Probability of getting B pair and another B = (3/10)*(3/9)*(4/8)*3!/2!
(You multiply by 3! here to account for the order e.g. Bright, Bleft, Bleft or Bleft, Bright, Bright etc but two gloves will be identical so you divide by 2!)
Gleft, Gright, B
Get a Gleft and Gright in (2/10)*(2/9) ways. Then get any Blue in 6/8 ways.
Probability of getting G pair and a B = (2/10)*(2/9)*(6/8)*3!
Gleft, Gright, G
Get a Gleft and Gright in (2/10)*(2/9) ways. Then get any other G in 2/8 ways.
Probability of getting G pair and a G = (2/10)*(2/9)*(2/8)*3!/2!

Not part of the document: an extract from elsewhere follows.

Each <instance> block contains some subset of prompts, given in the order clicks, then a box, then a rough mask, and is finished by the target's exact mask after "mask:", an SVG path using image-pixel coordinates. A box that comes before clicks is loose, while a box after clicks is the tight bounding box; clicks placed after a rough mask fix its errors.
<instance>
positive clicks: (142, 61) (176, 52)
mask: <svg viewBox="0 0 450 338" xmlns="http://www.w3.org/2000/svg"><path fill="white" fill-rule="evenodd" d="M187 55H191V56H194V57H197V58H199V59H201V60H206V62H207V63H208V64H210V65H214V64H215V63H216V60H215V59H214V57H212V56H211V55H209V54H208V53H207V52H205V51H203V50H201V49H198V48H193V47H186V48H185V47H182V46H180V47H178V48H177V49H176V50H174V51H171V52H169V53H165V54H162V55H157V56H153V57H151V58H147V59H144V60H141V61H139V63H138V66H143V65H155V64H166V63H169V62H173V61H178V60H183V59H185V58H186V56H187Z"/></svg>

Adding them all up, you get 41/60.
Note here that we cannot say that let's get Bleft, Bright and then any one of the remaining gloves. We need to take separate cases for the third glove (B or G i.e. first two cases above) because the number of arrangements of Bleft, Bright, G is different from number of arrangements of Bleft, Bright, B as we see above. In one case we multiply by 3! because all 3 gloves are distinct. In the other case, we multiply by 3!/2! because 2 of the gloves are identical. Same logic can be used for the green pair.